The Monks of the Xiaofeng Peak have a curious tradition: the Endless Stones. Billions of miniscule jade chips of various colors which are painstakingly assembled into an artistic depiction of their choice over lifetimes. It is said that it started with a single rainbow jade and that each time they complete their work, they simply shatter each piece in two and begin anew. -Administrator Zong of the Yanu Region

* * *

“Yoru!” Lin’s voice echoed behind me, but I barely heard it. My mind was focused on a singular goal: rescuing my disciple.

Eclipse and I streaked over the treetops, with Chiho keeping pace and flitting around my head every so often. Lagging behind us by a considerable distance was Kansi, Lian, and Lin.

“Yoru! You need to rest!” Lin shouted.

“No, I need to save Xinya!” I answered. “That monster will do terrible things to her! It’s my responsibility as her master to save her!”

“You won’t be saving anyone if you’re too exhausted to fight when you get there!”

I shook my head, rolled my eyes, and kept flying. What did he know? He didn’t know my limits. I’d pushed harder than this before. When Chouko was in danger, I’d traversed the entire continent in a night to keep her safe from harm. When Aya was kidnapped, I studied tirelessly for years to get strong enough to rescue her. This would be no different. I was well used to moving heaven and earth for my family.

“Yoru!”

“Give it up, Lin! I’m not stopping until we get there!”

“Tsuyuki, you’re losing altitude!” Kansi interrupted.

My eyes flicked downward just before Eclipse clipped the top branch of a tree. I yelped in alarm as we careened to the side, only to hit another branch. I crashed through the trees, slamming into the ground.

I groaned in pain. My shoulder ached, and the trees over my head were spinning in my vision. I tried to roll back to sitting, but the aches in my body protested, so I remained on my back, staring at the starry sky above.

“How’s your ego?” Lin quipped as his face solidified in my vision.

“I dislocate my shoulder, and your first thought is for my ego. I’m touched.”

“Normally, I’d say ‘I told you so,’ but I think it might too much,” he continued. He offered a hand, and I took it. Lin pulled me gently to my feet before examining my shoulder.

“I’ll be fine. Just put it back and we can keep moving.”

Lin sighed. “Yoru, you will be no good to Xinya if you’re too exhausted to fight Shen Tori.”

“I’m not too exhausted.”

“Right. Fighting the Tide Serpent was easy for you and you didn’t nearly drown.” Lin put a hand on my good shoulder. “Yoru, you need to rest.”

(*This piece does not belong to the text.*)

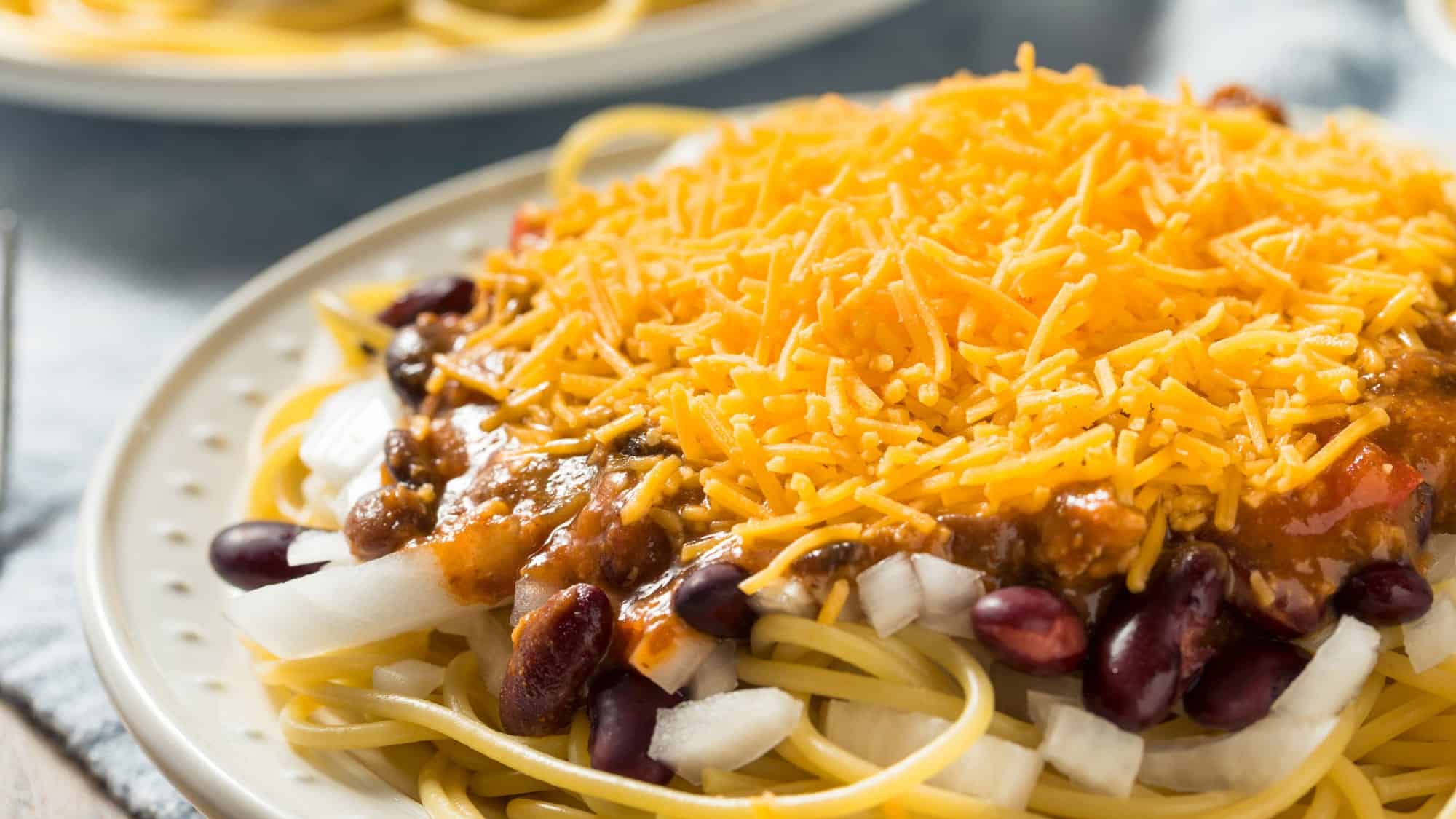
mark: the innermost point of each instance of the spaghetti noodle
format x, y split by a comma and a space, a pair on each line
261, 31
912, 458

“But…what if he does something to her?” He was determined to unravel her core, after all. That kind of treatment was difficult to do on the best of days with the best of cultivators. It involved unmaking pieces of yourself that were linked to your very mind, body, and soul. If he tried to force her, as I was quite certain he would, her cultivation could be irrevocably damaged, forever limiting the potential she had within her. As her master, I could not stand by and let that happen, even if it meant killing her own blood.

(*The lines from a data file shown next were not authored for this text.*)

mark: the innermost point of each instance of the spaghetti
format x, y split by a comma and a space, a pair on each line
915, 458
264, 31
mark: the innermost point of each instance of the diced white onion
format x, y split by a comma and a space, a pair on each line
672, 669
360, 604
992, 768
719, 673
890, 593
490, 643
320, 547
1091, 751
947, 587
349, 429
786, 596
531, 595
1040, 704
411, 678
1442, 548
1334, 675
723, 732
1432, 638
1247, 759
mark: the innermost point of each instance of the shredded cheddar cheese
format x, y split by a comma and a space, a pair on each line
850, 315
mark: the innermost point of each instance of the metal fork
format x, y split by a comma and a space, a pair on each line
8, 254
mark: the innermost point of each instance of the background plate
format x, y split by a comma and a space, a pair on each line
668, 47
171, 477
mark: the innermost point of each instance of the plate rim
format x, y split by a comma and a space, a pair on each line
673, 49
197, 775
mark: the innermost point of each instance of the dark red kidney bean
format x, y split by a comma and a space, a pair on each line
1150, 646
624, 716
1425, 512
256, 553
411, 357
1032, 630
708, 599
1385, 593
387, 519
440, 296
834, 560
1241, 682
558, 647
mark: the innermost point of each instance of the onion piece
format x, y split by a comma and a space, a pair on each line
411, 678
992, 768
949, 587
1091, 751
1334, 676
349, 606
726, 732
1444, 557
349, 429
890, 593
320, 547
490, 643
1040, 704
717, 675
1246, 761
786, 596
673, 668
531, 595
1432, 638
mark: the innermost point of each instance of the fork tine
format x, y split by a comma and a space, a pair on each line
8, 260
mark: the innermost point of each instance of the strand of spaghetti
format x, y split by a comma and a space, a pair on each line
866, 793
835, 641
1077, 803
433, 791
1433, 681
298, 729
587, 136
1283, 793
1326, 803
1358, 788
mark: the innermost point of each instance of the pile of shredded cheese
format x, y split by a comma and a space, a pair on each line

“She’s a tough kid,” Lin answered. “She has held out for nearly a week already. She will hold on a little longer. It’s a long journey to the Lodge, and you need to be rested so we can end Shen Tori’s reign, once and for all. Don’t forget that I want him dead as much as you do.” Lian and Kansi descended and touched down in the clearing nearby. Lin turned to them and smiled. “He’s fine. In fact, he found quite the nice spot for a camp.”

* * *

I reluctantly sat next to the fire, staring into its crackling depths as the chill of the night crept ever closer around us. We didn’t have much in the way of supplies, given the haste with which we’d left Saikan after the Tide Serpent’s defeat, but Lian had hunted a trio of rabbits, which Lin was roasting over the fire.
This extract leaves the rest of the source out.